"LKBB sangat terkait dengan bank, sehingga harus di-cover juga dengan JPSK," ujar Fuad saat ditemui di sela acara Panel Ahli Membangun Sistem Keuangan yang Tangguh Terhadap Krisis di Hotel Intercontinental, Jakarta, Kamis (16/7).
"Jangan hanya dilihat dari asetnya yang tak sebanyak bank, tetapi keterkaitan yang erat itu," kata Fuad. Ia mencontohkan, beberapa bank kini memiliki lini usaha asuransi. Jika ada masalah dengan asuransinya, besar peluang kinerja bank bakal terpengaruh.
Kepala Ekonom PT Bank Mandiri Tbk Mirza Adityaswara sependapat. "Kerentanan di satu lembaga keuangan dapat menular kepada lembaga keuangan lain," ucapnya. "Bahkan bisa ke sektor lain, dan pada akhirnya ke seluruh sektor ekonomi."

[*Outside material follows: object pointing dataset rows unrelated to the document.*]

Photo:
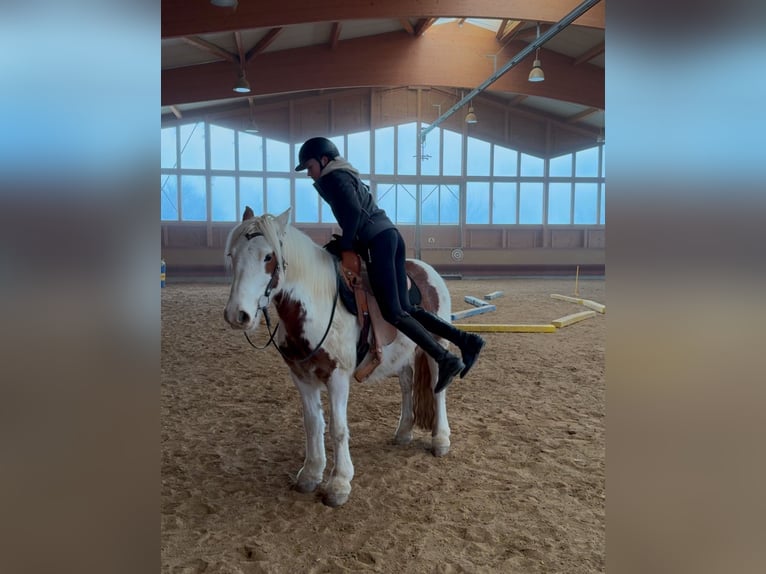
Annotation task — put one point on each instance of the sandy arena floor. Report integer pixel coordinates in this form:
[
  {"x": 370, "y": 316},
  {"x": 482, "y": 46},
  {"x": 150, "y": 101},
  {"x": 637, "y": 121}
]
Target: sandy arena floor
[{"x": 522, "y": 489}]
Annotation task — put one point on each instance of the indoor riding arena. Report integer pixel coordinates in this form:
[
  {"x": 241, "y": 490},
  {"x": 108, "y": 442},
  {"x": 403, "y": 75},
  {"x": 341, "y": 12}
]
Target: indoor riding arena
[{"x": 481, "y": 135}]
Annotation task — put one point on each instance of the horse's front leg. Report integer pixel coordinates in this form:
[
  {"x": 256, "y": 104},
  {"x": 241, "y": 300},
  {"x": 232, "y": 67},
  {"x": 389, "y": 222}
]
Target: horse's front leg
[
  {"x": 311, "y": 474},
  {"x": 338, "y": 487},
  {"x": 403, "y": 433}
]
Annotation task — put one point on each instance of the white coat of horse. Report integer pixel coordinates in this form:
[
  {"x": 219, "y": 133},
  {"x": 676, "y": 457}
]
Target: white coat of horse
[{"x": 273, "y": 262}]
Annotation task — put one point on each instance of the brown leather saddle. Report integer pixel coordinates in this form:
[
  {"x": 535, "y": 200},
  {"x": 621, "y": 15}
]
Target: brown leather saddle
[{"x": 357, "y": 296}]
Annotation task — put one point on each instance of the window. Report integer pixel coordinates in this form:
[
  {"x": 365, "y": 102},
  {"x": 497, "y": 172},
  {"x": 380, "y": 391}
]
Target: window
[
  {"x": 250, "y": 152},
  {"x": 306, "y": 201},
  {"x": 221, "y": 148},
  {"x": 440, "y": 204},
  {"x": 560, "y": 166},
  {"x": 453, "y": 153},
  {"x": 277, "y": 157},
  {"x": 477, "y": 202},
  {"x": 223, "y": 200},
  {"x": 586, "y": 203},
  {"x": 169, "y": 197},
  {"x": 359, "y": 151},
  {"x": 478, "y": 157},
  {"x": 531, "y": 203},
  {"x": 277, "y": 195},
  {"x": 504, "y": 202},
  {"x": 384, "y": 151},
  {"x": 398, "y": 201},
  {"x": 211, "y": 173},
  {"x": 407, "y": 149},
  {"x": 168, "y": 150},
  {"x": 192, "y": 146},
  {"x": 559, "y": 203},
  {"x": 586, "y": 163},
  {"x": 531, "y": 166},
  {"x": 251, "y": 195},
  {"x": 506, "y": 161},
  {"x": 193, "y": 198}
]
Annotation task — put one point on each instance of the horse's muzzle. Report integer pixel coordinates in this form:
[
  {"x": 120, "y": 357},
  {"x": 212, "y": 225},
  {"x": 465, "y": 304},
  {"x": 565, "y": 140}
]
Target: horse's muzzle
[{"x": 238, "y": 319}]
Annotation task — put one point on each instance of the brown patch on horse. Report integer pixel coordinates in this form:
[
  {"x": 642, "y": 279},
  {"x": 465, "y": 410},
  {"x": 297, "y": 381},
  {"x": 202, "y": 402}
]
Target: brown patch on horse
[
  {"x": 296, "y": 347},
  {"x": 271, "y": 265},
  {"x": 430, "y": 299},
  {"x": 423, "y": 402}
]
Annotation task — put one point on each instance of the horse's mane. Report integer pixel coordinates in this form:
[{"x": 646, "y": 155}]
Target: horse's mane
[{"x": 305, "y": 261}]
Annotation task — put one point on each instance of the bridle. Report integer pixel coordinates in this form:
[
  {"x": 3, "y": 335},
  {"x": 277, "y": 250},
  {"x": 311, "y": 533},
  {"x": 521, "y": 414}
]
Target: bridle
[{"x": 265, "y": 299}]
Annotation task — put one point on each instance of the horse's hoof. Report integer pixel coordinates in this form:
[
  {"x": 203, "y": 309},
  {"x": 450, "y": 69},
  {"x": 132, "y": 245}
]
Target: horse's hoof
[
  {"x": 334, "y": 499},
  {"x": 404, "y": 439},
  {"x": 305, "y": 486},
  {"x": 440, "y": 450}
]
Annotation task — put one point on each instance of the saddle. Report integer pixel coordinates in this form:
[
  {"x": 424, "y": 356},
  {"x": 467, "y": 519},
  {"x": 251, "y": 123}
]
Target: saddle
[{"x": 357, "y": 296}]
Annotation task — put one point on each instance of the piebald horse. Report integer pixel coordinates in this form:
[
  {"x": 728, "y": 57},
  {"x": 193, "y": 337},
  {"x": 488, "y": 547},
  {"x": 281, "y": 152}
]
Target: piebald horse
[{"x": 272, "y": 262}]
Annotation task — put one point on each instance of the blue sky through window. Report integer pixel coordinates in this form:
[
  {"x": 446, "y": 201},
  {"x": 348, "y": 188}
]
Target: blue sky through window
[{"x": 502, "y": 186}]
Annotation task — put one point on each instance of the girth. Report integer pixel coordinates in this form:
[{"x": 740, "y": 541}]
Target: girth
[{"x": 357, "y": 296}]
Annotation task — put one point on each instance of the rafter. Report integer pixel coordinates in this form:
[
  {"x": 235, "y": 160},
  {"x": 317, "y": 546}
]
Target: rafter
[
  {"x": 212, "y": 48},
  {"x": 423, "y": 25},
  {"x": 510, "y": 31},
  {"x": 501, "y": 29},
  {"x": 240, "y": 49},
  {"x": 580, "y": 115},
  {"x": 335, "y": 34},
  {"x": 531, "y": 32},
  {"x": 263, "y": 43},
  {"x": 590, "y": 54},
  {"x": 186, "y": 18},
  {"x": 440, "y": 61}
]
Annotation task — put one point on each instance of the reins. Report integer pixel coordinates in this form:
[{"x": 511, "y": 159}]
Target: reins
[{"x": 265, "y": 310}]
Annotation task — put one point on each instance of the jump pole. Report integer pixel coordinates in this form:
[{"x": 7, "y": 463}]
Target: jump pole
[
  {"x": 585, "y": 302},
  {"x": 577, "y": 276},
  {"x": 573, "y": 318},
  {"x": 517, "y": 328}
]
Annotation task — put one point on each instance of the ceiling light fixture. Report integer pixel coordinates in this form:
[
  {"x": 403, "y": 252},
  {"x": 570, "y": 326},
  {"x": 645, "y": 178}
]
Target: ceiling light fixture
[
  {"x": 242, "y": 86},
  {"x": 537, "y": 74},
  {"x": 252, "y": 128},
  {"x": 470, "y": 117}
]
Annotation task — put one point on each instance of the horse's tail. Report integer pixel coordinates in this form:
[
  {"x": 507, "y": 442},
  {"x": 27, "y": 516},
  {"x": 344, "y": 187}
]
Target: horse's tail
[{"x": 423, "y": 402}]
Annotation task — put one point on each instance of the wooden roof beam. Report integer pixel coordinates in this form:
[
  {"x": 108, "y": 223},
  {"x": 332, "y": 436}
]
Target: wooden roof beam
[
  {"x": 193, "y": 18},
  {"x": 212, "y": 48},
  {"x": 589, "y": 55},
  {"x": 263, "y": 43},
  {"x": 240, "y": 49},
  {"x": 423, "y": 25},
  {"x": 510, "y": 31},
  {"x": 580, "y": 115},
  {"x": 335, "y": 34}
]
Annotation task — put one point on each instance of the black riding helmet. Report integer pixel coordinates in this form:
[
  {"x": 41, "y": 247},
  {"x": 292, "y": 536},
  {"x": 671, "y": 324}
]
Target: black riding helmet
[{"x": 315, "y": 148}]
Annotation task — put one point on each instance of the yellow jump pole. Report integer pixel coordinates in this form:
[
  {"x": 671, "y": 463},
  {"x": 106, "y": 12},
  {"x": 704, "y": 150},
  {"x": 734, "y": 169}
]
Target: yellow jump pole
[{"x": 577, "y": 277}]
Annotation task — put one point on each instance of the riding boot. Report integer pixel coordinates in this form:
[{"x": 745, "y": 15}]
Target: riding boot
[
  {"x": 449, "y": 364},
  {"x": 470, "y": 344}
]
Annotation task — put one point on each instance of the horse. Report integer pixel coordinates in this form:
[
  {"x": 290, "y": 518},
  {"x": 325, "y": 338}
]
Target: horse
[{"x": 273, "y": 263}]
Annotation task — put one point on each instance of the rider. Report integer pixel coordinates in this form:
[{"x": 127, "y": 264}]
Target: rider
[{"x": 368, "y": 231}]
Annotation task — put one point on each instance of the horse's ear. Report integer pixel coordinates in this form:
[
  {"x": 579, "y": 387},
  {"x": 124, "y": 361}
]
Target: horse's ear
[{"x": 284, "y": 218}]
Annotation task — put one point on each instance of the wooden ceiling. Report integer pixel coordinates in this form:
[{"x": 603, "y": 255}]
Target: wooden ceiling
[{"x": 307, "y": 46}]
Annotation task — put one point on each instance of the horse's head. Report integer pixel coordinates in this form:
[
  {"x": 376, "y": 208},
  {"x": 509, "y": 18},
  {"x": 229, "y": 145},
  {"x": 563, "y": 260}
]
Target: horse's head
[{"x": 254, "y": 253}]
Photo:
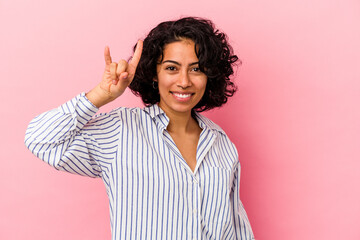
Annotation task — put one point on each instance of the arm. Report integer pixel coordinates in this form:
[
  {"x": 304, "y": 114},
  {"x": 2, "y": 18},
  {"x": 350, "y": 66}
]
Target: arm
[
  {"x": 242, "y": 225},
  {"x": 68, "y": 138},
  {"x": 59, "y": 137}
]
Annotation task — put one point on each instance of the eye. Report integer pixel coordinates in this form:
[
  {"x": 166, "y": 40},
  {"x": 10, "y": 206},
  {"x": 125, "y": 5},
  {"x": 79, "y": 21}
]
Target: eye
[
  {"x": 195, "y": 69},
  {"x": 171, "y": 68}
]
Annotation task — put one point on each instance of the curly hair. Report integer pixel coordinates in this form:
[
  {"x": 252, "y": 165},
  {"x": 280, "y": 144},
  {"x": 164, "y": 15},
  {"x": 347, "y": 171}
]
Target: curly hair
[{"x": 215, "y": 56}]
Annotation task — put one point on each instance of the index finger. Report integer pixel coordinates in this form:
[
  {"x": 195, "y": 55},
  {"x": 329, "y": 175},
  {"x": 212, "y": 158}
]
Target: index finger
[{"x": 137, "y": 55}]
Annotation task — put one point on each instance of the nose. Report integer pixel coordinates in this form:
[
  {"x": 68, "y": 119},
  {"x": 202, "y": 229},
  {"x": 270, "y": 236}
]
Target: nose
[{"x": 184, "y": 80}]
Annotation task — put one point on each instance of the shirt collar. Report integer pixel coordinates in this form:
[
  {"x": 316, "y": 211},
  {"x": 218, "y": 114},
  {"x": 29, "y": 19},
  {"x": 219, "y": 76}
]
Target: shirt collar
[{"x": 162, "y": 120}]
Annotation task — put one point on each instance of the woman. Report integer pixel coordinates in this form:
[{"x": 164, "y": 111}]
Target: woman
[{"x": 170, "y": 173}]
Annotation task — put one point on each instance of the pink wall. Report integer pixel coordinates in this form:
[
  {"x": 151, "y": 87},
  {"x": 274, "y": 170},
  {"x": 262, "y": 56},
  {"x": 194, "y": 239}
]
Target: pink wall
[{"x": 295, "y": 118}]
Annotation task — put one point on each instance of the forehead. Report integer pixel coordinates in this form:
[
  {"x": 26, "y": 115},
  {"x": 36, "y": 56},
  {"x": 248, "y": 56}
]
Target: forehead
[{"x": 180, "y": 50}]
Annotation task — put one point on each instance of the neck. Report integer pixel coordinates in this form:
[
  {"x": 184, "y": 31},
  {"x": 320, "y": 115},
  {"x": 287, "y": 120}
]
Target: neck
[{"x": 180, "y": 122}]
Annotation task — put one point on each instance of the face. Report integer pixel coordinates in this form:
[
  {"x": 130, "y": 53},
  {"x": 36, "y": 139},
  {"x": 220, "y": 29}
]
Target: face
[{"x": 180, "y": 81}]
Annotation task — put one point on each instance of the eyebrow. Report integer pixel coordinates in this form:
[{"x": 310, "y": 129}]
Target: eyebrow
[{"x": 175, "y": 62}]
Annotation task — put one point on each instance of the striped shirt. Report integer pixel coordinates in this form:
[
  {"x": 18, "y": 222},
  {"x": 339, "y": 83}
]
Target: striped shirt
[{"x": 153, "y": 193}]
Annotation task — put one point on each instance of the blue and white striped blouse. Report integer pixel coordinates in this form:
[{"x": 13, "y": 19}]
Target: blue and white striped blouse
[{"x": 153, "y": 193}]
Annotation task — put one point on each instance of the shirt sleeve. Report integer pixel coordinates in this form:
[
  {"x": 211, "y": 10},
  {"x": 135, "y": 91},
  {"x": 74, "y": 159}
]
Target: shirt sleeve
[
  {"x": 243, "y": 229},
  {"x": 68, "y": 137}
]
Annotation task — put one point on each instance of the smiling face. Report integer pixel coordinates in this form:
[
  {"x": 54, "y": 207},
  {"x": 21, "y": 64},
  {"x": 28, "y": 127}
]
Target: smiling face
[{"x": 180, "y": 81}]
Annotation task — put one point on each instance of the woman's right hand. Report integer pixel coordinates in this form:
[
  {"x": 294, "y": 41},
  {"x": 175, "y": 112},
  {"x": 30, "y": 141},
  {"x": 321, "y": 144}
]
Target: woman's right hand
[{"x": 116, "y": 78}]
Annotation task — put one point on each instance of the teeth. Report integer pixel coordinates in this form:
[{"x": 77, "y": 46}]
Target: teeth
[{"x": 182, "y": 95}]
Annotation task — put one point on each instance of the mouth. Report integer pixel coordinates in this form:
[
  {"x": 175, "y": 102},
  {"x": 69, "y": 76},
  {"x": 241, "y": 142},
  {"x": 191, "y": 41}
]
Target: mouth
[{"x": 182, "y": 96}]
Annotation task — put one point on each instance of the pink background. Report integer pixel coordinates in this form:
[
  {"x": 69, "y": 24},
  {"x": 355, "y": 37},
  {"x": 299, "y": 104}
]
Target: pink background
[{"x": 295, "y": 119}]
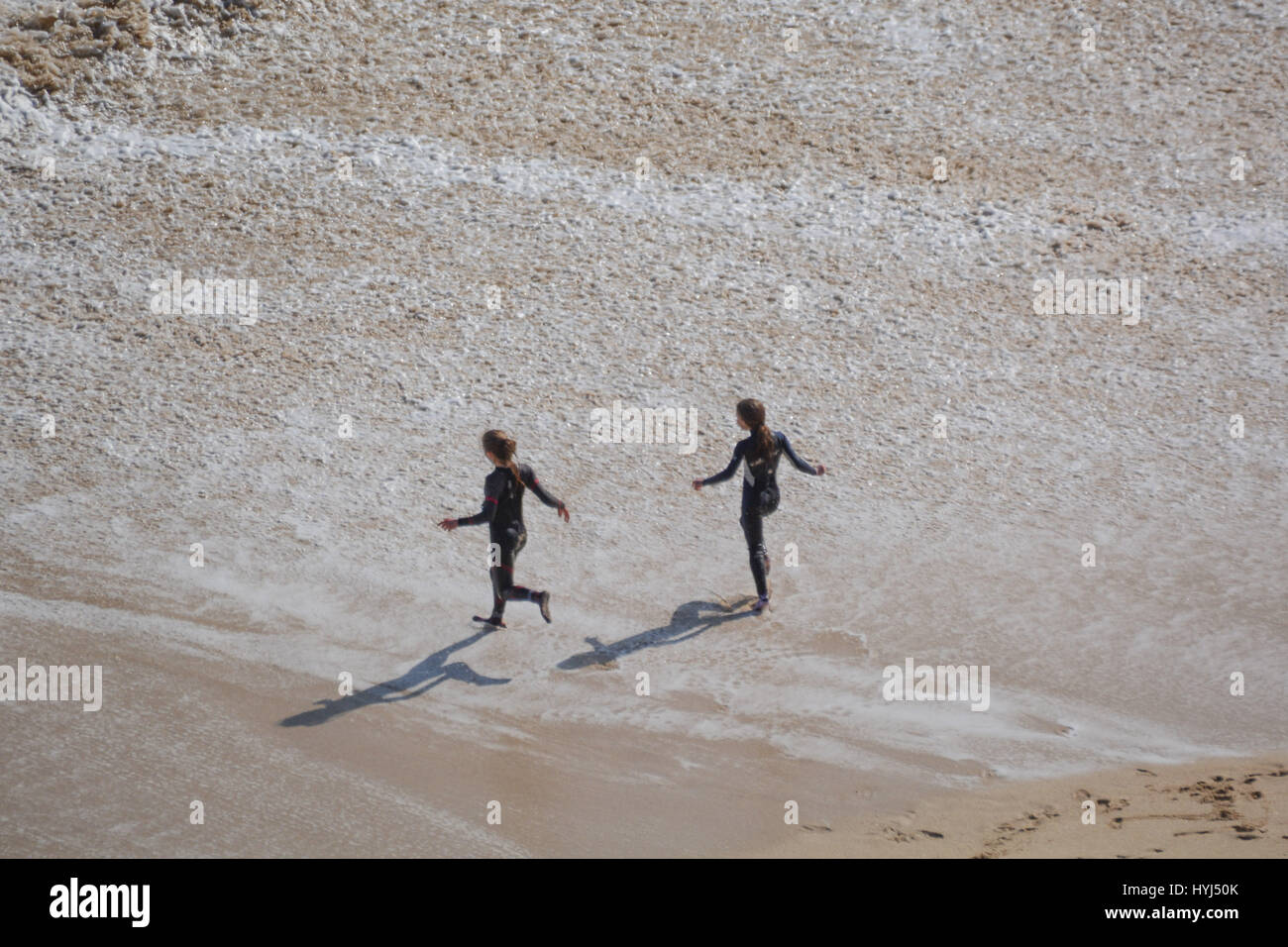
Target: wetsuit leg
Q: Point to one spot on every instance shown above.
(502, 577)
(752, 527)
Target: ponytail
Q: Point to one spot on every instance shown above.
(501, 446)
(763, 438)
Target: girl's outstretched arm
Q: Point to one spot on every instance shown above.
(795, 458)
(724, 474)
(484, 515)
(544, 495)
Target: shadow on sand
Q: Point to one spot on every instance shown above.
(429, 673)
(688, 621)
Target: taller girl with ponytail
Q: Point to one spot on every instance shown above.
(502, 512)
(759, 454)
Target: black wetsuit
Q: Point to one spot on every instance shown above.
(759, 496)
(502, 512)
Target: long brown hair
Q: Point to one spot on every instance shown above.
(763, 440)
(501, 447)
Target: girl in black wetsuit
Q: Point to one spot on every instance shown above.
(502, 512)
(760, 454)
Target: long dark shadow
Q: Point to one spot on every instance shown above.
(688, 621)
(429, 673)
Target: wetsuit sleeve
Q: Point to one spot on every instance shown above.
(795, 458)
(532, 483)
(728, 472)
(492, 491)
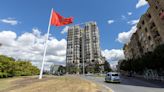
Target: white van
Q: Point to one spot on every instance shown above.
(112, 77)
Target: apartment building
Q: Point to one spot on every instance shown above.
(83, 45)
(149, 33)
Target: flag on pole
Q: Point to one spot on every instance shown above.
(58, 20)
(55, 20)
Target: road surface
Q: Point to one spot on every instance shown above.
(129, 84)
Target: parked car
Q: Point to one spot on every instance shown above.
(112, 77)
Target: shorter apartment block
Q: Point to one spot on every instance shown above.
(149, 33)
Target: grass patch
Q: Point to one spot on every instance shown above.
(51, 84)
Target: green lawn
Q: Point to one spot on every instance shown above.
(49, 84)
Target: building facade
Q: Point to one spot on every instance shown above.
(149, 33)
(83, 45)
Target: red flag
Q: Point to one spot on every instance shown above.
(58, 20)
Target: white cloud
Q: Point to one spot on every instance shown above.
(29, 46)
(110, 21)
(124, 37)
(130, 13)
(10, 21)
(65, 30)
(133, 22)
(141, 3)
(123, 17)
(113, 56)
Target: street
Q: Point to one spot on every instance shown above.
(129, 84)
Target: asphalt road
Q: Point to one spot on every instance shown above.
(129, 84)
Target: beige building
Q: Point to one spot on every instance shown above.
(150, 31)
(83, 45)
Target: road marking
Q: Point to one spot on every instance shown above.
(108, 88)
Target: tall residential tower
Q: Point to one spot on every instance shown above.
(83, 45)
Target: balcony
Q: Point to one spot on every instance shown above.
(162, 15)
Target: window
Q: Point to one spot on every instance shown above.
(143, 22)
(149, 37)
(149, 15)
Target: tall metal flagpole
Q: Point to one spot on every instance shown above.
(45, 46)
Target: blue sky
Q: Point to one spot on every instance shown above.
(112, 16)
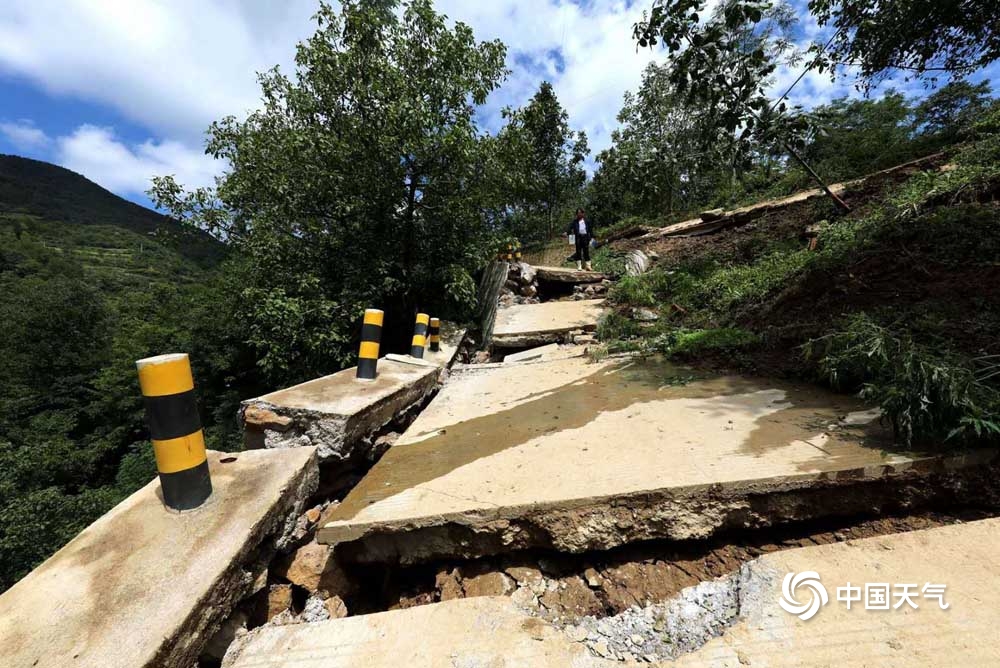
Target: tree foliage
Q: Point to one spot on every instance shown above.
(922, 38)
(362, 182)
(541, 166)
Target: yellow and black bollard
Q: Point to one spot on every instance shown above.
(419, 336)
(371, 335)
(435, 335)
(175, 428)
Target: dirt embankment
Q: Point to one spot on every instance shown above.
(566, 587)
(939, 281)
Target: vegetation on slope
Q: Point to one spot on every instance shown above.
(898, 301)
(89, 283)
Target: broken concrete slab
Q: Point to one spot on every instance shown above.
(567, 275)
(962, 557)
(485, 631)
(337, 412)
(531, 354)
(539, 324)
(451, 339)
(732, 622)
(146, 586)
(575, 456)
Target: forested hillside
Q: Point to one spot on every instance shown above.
(88, 284)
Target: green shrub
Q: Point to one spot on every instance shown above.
(924, 395)
(694, 342)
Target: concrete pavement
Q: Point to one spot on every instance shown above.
(334, 413)
(754, 630)
(538, 324)
(146, 586)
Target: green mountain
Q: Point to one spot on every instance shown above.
(118, 243)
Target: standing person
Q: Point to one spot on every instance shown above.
(584, 231)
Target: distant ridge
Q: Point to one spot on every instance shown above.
(55, 193)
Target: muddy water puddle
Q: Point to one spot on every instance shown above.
(783, 412)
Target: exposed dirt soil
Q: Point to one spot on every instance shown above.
(566, 587)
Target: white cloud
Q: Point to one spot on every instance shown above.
(96, 153)
(594, 42)
(23, 135)
(172, 67)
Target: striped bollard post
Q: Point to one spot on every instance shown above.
(419, 336)
(371, 336)
(175, 429)
(435, 335)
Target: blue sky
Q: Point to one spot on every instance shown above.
(121, 90)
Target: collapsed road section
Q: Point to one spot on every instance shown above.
(147, 586)
(732, 622)
(572, 455)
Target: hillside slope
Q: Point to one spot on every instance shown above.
(897, 300)
(70, 212)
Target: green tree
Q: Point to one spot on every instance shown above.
(543, 162)
(948, 114)
(922, 38)
(663, 158)
(724, 65)
(359, 182)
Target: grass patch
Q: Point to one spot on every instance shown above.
(928, 397)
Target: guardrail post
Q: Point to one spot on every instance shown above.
(435, 330)
(371, 336)
(175, 429)
(419, 336)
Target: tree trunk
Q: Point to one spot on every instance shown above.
(410, 234)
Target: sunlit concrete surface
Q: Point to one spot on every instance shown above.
(537, 324)
(756, 632)
(334, 413)
(146, 586)
(575, 455)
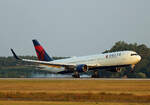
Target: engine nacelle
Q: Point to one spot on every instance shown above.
(82, 68)
(114, 69)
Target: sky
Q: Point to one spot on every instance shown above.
(72, 27)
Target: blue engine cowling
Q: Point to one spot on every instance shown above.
(82, 68)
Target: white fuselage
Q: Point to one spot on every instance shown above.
(98, 60)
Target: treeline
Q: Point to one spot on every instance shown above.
(9, 67)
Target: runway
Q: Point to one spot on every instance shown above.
(120, 79)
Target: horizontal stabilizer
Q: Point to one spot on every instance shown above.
(14, 54)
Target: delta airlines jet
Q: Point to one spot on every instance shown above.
(76, 65)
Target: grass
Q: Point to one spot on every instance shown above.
(64, 103)
(90, 91)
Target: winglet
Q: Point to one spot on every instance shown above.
(14, 54)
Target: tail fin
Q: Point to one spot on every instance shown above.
(41, 53)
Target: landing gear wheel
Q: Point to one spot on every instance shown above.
(96, 74)
(76, 75)
(132, 68)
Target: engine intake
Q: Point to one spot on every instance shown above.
(82, 68)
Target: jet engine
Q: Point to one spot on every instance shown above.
(82, 68)
(114, 69)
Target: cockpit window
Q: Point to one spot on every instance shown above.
(134, 54)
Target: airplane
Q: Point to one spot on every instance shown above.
(113, 62)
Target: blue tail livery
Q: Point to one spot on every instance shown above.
(41, 53)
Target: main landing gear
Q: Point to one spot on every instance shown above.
(132, 68)
(95, 74)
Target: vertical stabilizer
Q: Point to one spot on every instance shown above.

Mirza menyebutkan, dari sisi aset pada 2008, sejatinya porsi LKBB dari keseluruhan aset lembaga keuangan hanya 21,1 persen atau Rp 616,23 triliun. Sedangkan perbankan memiliki aset sebesar Rp 2.310,56 triliun.
Namun, Fuad beranggapan peran LKBB di masa depan akan lebih besar, sehingga layak dimasukkan dalam JPSK. "Kita bikin Undang-undang kan bukan untuk sekarang tapi untuk jangka panjang," tutur dia.
Fuad menampik kekhawatiran bahwa dimasukkannya LKBB berarti negara otomatis mengucurkan dana talangan (bail out) kalau LKBB dilanda masalah. "Keputusan ada di tangan Komite Stabilitas Sistem Keuangan yang tidak sembarangan menghasilkan kebijakan," kata dia.
"Tiap keputusan pasti disertai pertimbangan mendalam dan didukung data," Menurut dia, hanya lembaga keuangan, baik bank maupun LKBB, yang menimbulkan dampak besar terhadap sistem (sistemik) saja yang akan diberi dana talangan.
Tapi bagaimana jika lembaga keuangan yang bersifat sistemik itu sesungguhnya dimiliki asing? Bukankah berarti pemerintah bakal memberi uang untuk negara lain? "Jangan berandai-andai," kata Fuad menutup percakapan.